La banque digitale, un remake des télécoms ?

banque digitale

par Mung Ki Woo, CEO de Ditto

Lorsque les premiers services d’accès Internet bas débit sont apparus dans les années 1990, il fallait utiliser un modem connecté sur la ligne de téléphone fixe et il fallait à la fois payer un abonnement mensuel et les appels téléphoniques vers le numéro composé par le modem. Rapidement, les nouveaux entrants partirent dans une frénésie de conquête client et offrirent la gratuité totale (abonnement gratuit, appels gratuits), le tout agrémenté par de grandes campagnes marketing. N’est-ce-pas un mouvement similaire qui s’observe actuellement dans la banque digitale ? Les budgets d’acquisition client n’en finissent plus d’augmenter, tandis que les prix des services baissent. Dans les télécoms, il a fallu attendre l’irruption du haut débit (ADSL) au début des années 2000, pour qu’enfin les consommateurs acceptent de payer le service et que les acteurs atteignent la rentabilité.

« L’expérience des télécoms apporte plusieurs éclairages »

De la même manière que le secteur des télécoms a été profondément remanié au cours des 25 dernières années, il est probable que l’industrie bancaire connaisse une transformation de la même ampleur. L’expérience des télécoms apporte plusieurs éclairages. D’abord les technologies permettent de créer des services totalement nouveaux, cela a été le cas dans les télécoms avec l’accès internet et le mobile, et dans la banque peut-être ce sera le cas avec la blockchain ou les les crypto-monnaies.

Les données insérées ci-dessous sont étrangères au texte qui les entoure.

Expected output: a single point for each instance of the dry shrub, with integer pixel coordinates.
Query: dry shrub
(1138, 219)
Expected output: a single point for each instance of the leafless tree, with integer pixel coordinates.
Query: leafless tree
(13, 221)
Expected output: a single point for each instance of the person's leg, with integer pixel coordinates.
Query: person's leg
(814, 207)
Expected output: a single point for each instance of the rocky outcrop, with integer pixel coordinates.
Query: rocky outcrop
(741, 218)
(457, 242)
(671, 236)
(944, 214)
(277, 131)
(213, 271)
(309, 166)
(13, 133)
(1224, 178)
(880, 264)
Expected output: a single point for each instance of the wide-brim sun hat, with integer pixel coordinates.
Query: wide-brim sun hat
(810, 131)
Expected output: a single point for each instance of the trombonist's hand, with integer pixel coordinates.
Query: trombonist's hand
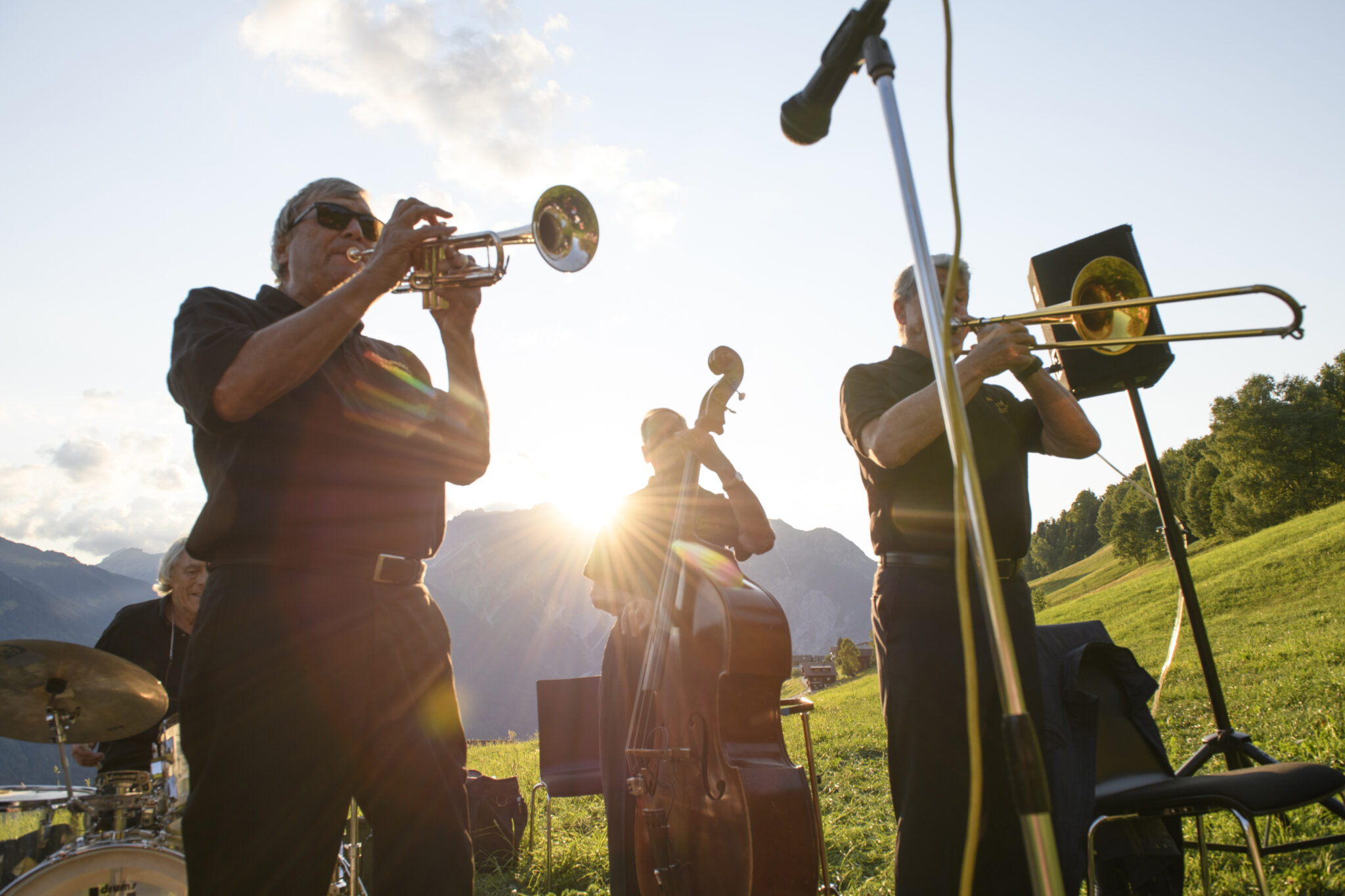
(1002, 347)
(87, 756)
(401, 236)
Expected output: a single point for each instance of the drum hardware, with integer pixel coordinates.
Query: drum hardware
(1107, 286)
(123, 793)
(564, 228)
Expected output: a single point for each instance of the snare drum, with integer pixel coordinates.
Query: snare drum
(142, 868)
(23, 798)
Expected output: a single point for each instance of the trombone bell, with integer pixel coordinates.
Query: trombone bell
(1106, 281)
(1109, 308)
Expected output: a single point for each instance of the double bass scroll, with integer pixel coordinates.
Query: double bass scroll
(721, 807)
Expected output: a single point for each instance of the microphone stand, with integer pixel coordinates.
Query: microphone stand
(1026, 770)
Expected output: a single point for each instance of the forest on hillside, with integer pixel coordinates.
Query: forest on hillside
(1274, 450)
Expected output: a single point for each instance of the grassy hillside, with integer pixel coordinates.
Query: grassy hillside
(1274, 605)
(1274, 609)
(850, 748)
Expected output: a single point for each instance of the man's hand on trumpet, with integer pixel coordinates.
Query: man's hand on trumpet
(403, 236)
(1001, 347)
(395, 254)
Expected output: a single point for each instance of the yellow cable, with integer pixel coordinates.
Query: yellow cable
(975, 775)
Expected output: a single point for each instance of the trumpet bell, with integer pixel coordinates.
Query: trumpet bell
(1103, 281)
(565, 228)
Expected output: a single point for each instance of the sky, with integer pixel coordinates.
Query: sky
(150, 146)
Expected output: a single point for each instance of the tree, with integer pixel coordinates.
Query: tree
(1279, 448)
(848, 658)
(1136, 528)
(1066, 539)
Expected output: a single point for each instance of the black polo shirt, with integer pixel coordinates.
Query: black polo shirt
(142, 633)
(630, 550)
(911, 505)
(353, 459)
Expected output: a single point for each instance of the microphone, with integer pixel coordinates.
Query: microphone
(806, 116)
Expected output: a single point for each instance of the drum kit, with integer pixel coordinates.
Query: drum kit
(55, 692)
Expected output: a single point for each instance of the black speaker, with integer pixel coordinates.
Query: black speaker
(1087, 371)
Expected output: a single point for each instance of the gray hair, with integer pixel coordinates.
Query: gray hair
(906, 288)
(165, 563)
(298, 205)
(648, 423)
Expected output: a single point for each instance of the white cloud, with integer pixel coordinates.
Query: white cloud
(91, 499)
(100, 398)
(82, 459)
(485, 97)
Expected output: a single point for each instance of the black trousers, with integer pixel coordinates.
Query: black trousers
(919, 653)
(300, 691)
(622, 661)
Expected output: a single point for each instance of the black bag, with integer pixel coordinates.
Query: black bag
(496, 817)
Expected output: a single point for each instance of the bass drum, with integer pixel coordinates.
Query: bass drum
(143, 870)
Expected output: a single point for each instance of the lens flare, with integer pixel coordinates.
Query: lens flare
(713, 565)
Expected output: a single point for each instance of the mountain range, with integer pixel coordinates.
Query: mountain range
(510, 586)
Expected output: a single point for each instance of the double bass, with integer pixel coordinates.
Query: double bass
(721, 807)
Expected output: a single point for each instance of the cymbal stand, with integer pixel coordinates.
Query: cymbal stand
(349, 859)
(58, 720)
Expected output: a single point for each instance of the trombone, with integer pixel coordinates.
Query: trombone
(564, 228)
(1109, 307)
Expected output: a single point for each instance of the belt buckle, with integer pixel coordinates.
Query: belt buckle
(378, 567)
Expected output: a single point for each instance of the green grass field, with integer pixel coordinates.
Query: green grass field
(1273, 605)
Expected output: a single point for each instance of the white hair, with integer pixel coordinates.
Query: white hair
(165, 563)
(906, 288)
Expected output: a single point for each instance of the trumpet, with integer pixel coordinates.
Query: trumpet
(1109, 307)
(564, 228)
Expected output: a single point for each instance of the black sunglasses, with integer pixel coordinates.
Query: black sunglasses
(337, 217)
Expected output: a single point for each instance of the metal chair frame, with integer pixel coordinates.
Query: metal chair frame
(1196, 805)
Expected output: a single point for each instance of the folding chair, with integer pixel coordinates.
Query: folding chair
(1133, 781)
(568, 736)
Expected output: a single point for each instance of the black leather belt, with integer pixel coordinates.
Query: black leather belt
(386, 568)
(1007, 567)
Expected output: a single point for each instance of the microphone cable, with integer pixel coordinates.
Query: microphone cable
(971, 687)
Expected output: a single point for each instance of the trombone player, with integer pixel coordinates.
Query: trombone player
(319, 668)
(892, 419)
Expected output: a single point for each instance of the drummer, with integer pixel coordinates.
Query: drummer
(154, 636)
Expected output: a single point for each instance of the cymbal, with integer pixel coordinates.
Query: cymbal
(104, 696)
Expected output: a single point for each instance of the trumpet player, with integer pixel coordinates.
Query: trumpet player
(319, 668)
(892, 418)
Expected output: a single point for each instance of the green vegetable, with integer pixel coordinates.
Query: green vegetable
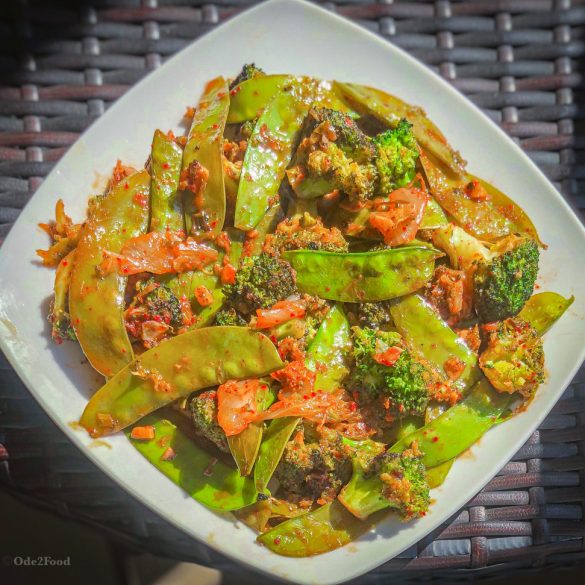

Par ailleurs, nous pourrions avoir trois grands champs de bataille :

  • Le service bancaire en lui-même, centré sur le compte courant. Comme France Telecom (devenu Orange) en son temps a du batailler face aux nouveaux opérateurs alternatifs, SFR, Free, etc. les banques traditionnelles sont en train de livrer bataille aux nouveaux entrants, comme Revolut et N26. Quelles seront les parts de marché respectives à terme ? Nul le sait, mais aujourd’hui l’ex-monopole France Telecom ne contrôle plus que 42 % du marché de l’accès Internet.
  • Au-dessus du service bancaire, il y aura certainement une multitude de nouveaux services, fournis par de nouveaux acteurs, comme aujourd’hui le mail est fourni au-dessus des réseaux internet par des acteurs qui ne sont pas les opérateurs. On voit de premiers exemples de ce type comme les agrégateurs de compte (ex. Tink, Bankin) ou les services de paiement (ex. Lydia, Transferwise).
  • Enfin il reste le secteur des fournisseurs des pelles et des pioches pour cette nouvelle ruée vers l’or. On les regroupe sous le terme générique de « Banking as a Service ». Ce sont soit des acteurs techniques qui proposent des solutions radicalement nouvelles, à la fois plus flexibles et massivement moins onéreuses que les systèmes actuels. Soit ce sont des entités régulées (émetteur de monnaie électronique ou banque de plein exercice) qui acceptent d’être distribuées par de nouveaux entrants.

« L’histoire ne se répète pas, elle bégaie »

De plus, selon le bon mot de Karl Marx, « l’histoire ne se répète pas, elle bégaie ». Ce bégaiement pourrait bien venir des GAFAs, qui sont nés avec la révolution des nouvelles télécoms et qui sont tous en train d’entrer dans les services financiers, avec la puissance et l’ambition mondiales qui les caractérisent.

S’il faut en croire l’exemple des télécoms, nous ne sommes qu’au début d’une transformation massive des services financiers. Il y a 25 ans, qui aurait pu prédire la disparition presque totale du téléphone fixe, supplanté par le mobile et l’internet ? Le futur s’annonce donc passionnant car imprévisible.